I have cancelled send recieve many times, but with no joy.


----------



## cherry pie (Jun 4, 2007)

Have you tried deleting the message in offline mode? Click (File) and choose (Work Offline) then try doing the same steps


----------



## cherry pie (Jun 4, 2007)

And don't forget to Click (File) > (Work Offline) again to reconnect outlook when you're done


----------



## leecara (Sep 30, 2007)

Hi Cherry Pie

Didn't think of that, but tried it and still no joy, getting frustrated now.

Any one got any more ideas.

Nicole


----------



## cherry pie (Jun 4, 2007)

Hmmm OK try this...

Close Outlook, open the folder:

*If you are using windows XP*
C:\Documents and Settings\_User_Name_\Local Settings\Application Data\Microsoft\Outlook.

*If you are using windows Vista*
C:\C:\Users\_User Name_\AppData\Local\Microsoft\Outlook

Locate the file with the extension *.ost Delete this file, now open outlook again. It will take some time to run as if it is running for the first time and it will re-create the ost file. Now try deleting the message from the sent items.

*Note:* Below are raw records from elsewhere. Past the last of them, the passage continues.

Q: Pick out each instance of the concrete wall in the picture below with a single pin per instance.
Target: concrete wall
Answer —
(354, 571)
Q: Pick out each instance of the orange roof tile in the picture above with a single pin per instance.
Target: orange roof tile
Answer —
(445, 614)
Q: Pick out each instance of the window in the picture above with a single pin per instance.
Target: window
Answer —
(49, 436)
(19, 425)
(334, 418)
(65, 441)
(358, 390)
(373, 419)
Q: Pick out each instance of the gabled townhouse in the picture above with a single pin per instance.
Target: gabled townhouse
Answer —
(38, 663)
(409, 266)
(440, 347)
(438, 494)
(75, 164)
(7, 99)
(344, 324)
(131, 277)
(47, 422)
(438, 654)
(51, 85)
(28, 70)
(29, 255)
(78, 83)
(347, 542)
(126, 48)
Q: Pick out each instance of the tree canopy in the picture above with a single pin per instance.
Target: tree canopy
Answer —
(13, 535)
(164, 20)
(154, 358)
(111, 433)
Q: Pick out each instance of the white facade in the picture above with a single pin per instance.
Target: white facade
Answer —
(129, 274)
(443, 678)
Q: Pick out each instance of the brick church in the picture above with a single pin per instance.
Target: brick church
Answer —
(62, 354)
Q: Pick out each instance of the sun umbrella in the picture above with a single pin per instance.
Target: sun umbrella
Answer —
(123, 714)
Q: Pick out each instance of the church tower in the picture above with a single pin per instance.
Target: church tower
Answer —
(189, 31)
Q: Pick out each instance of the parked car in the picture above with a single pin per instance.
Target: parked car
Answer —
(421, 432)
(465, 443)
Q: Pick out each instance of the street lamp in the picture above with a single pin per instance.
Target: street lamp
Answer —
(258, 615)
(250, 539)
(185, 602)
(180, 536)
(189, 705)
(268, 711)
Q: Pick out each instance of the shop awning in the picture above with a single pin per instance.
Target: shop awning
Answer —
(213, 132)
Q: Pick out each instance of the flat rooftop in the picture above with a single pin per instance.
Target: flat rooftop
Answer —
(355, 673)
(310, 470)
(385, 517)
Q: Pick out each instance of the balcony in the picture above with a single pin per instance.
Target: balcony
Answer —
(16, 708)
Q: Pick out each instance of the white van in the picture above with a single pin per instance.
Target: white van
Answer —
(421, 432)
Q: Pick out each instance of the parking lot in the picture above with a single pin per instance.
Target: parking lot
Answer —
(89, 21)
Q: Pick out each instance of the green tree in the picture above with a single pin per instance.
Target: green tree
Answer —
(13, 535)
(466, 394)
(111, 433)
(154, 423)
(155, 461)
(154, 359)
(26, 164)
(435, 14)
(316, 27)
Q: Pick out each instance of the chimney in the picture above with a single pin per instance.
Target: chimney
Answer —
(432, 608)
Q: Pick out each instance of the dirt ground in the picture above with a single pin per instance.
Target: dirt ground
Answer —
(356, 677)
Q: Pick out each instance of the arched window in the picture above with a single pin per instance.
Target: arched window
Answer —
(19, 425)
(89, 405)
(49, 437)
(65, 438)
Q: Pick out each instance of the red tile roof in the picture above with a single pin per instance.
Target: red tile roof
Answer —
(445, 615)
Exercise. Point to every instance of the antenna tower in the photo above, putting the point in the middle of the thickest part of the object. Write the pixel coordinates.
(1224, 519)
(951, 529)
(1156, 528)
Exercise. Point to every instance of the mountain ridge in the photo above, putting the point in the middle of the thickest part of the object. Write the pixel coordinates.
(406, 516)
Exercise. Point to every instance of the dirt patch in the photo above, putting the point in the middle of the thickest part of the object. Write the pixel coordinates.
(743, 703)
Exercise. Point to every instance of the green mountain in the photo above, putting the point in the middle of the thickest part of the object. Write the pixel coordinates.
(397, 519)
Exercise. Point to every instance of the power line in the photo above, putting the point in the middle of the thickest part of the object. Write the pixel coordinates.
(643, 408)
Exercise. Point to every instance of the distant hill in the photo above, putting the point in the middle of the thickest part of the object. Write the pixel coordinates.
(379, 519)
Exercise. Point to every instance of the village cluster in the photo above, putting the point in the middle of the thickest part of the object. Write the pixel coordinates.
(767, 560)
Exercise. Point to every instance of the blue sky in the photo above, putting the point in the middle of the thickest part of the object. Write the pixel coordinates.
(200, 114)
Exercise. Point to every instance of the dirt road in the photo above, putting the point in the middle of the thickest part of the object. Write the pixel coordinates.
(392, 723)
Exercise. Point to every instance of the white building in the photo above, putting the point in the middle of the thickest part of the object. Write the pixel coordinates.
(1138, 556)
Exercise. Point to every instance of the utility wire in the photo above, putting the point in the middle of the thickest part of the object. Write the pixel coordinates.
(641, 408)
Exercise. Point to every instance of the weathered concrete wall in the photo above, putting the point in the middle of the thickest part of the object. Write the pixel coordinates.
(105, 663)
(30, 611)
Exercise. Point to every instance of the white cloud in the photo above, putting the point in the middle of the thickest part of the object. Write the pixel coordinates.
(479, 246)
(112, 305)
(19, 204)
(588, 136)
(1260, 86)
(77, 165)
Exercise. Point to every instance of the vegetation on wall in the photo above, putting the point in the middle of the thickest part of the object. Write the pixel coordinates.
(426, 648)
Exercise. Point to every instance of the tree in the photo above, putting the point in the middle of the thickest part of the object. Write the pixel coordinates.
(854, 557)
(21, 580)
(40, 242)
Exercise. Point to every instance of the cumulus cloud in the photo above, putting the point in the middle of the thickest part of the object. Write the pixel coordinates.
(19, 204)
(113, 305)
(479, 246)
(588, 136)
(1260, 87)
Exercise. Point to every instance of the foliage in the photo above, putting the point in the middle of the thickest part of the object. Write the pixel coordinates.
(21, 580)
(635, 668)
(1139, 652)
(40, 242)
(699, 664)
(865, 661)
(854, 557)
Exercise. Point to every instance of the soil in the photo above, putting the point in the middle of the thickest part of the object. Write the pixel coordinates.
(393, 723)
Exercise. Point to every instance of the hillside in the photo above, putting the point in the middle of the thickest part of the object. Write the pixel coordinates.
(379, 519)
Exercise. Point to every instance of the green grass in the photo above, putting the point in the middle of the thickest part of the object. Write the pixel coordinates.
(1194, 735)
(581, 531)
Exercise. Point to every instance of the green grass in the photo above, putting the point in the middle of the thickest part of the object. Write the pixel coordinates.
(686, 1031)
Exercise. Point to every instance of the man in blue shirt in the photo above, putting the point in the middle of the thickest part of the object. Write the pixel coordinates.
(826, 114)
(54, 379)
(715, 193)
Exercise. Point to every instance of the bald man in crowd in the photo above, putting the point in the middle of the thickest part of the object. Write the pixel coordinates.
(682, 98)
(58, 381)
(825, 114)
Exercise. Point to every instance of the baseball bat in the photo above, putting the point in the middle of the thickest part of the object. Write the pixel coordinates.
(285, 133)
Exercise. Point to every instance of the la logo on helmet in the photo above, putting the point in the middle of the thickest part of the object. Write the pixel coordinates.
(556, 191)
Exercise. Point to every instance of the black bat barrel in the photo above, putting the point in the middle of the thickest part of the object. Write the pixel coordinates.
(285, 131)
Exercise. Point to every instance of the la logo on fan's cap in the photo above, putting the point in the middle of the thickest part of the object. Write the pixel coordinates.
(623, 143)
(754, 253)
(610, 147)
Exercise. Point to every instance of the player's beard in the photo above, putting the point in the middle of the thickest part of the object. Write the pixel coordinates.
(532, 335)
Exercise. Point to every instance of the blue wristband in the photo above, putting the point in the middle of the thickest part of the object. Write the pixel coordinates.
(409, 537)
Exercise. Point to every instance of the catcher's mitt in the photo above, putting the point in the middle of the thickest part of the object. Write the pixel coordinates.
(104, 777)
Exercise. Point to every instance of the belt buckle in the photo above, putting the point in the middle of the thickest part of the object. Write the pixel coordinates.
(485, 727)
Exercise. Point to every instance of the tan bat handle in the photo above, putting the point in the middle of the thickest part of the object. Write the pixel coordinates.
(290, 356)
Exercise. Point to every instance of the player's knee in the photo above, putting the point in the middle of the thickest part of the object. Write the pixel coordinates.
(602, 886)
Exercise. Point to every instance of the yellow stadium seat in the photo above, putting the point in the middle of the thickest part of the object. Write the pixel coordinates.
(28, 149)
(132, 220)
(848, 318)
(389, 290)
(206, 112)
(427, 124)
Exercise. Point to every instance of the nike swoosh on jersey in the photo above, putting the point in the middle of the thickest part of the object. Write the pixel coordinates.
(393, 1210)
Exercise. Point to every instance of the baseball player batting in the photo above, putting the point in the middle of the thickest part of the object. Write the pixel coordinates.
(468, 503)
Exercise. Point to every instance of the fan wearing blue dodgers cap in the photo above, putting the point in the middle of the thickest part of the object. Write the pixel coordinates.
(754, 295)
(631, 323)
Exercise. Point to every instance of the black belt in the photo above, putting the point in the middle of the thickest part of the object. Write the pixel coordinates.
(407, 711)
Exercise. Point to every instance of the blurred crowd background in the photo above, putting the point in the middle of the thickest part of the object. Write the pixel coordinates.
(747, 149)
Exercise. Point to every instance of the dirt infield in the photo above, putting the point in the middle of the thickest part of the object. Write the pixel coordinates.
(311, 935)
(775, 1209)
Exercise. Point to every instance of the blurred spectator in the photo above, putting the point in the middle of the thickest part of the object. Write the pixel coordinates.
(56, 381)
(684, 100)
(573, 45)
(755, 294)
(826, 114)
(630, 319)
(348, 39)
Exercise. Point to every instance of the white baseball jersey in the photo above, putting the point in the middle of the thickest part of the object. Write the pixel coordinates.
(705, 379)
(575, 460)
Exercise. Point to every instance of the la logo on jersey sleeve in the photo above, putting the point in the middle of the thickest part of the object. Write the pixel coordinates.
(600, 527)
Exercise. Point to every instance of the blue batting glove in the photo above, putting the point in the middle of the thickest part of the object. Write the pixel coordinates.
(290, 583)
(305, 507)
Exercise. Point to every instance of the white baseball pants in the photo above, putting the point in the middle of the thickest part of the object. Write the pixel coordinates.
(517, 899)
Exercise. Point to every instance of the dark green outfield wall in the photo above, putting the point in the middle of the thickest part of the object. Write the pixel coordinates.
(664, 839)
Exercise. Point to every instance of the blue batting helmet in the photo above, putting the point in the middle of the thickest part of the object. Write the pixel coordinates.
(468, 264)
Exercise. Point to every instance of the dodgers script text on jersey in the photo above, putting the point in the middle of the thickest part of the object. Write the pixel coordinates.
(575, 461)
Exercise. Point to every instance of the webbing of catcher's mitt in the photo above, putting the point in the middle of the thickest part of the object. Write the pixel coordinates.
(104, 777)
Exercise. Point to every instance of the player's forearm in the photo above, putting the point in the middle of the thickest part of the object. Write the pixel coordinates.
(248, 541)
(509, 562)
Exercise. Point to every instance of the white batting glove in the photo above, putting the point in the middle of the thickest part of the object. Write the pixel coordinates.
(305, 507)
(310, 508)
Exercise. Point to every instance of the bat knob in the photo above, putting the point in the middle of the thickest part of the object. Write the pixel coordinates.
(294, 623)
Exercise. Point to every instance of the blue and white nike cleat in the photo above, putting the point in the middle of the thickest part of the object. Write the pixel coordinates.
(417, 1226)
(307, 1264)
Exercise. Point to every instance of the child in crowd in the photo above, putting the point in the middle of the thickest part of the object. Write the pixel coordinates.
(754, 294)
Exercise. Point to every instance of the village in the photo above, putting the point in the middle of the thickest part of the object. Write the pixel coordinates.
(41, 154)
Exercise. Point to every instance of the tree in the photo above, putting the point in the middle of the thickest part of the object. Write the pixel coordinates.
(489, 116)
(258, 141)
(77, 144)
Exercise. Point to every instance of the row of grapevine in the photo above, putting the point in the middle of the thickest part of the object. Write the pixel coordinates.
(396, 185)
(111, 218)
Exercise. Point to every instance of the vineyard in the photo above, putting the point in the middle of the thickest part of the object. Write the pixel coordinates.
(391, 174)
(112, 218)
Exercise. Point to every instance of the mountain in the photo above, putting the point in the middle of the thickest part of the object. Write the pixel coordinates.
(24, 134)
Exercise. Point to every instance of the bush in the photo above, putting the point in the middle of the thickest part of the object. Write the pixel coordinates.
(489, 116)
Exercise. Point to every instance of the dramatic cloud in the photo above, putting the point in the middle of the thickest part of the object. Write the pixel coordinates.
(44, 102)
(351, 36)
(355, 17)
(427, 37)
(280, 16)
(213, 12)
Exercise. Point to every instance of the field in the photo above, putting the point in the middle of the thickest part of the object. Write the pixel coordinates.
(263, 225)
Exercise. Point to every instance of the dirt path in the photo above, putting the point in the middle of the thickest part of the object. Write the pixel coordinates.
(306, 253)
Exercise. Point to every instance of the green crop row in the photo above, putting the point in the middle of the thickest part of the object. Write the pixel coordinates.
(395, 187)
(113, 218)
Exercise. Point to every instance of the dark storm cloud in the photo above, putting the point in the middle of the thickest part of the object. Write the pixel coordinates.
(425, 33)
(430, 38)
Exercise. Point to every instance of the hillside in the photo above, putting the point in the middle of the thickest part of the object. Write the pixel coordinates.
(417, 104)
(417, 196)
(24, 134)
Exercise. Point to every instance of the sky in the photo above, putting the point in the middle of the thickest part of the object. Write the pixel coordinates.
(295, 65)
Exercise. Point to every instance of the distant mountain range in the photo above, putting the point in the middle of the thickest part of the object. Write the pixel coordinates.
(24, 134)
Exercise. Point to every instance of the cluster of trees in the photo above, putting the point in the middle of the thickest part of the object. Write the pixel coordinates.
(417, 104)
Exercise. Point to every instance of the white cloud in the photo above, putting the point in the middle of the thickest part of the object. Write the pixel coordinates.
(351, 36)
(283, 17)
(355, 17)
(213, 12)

Hopefully this works this time


----------



## niceguyamit (Jul 15, 2008)

leecara said:


> I have outlook 2007, i tried to send a message with an attachment that is 65mb, i didn't realise it was ths big, it sems to be stuck in the outbox, when i try to delet it it says that outlook has already started transmiting the message
> 
> I can not open it, delete it or anything.
> 
> ...


Close MS Outlook

Disable your LAN card

Open MS Outlook, go to the outbox, right click and delete the message. The message should be deleted.

Enable your LAN card and get back to your work :up:


----------



## Rollin_Again (Sep 4, 2003)

Make sure to press *SHIFT + DELETE* when you are deleting the message so that it bypasses the deleted items folder.

Regards,
Rollin


----------



## jimr381 (Jul 20, 2007)

Have you tried creating a new Outlook profile yet?


----------



## timothybrown98 (Jul 25, 2008)

hey I want to know is the problem is with every mail or you are trying it with only one specific mail.....


----------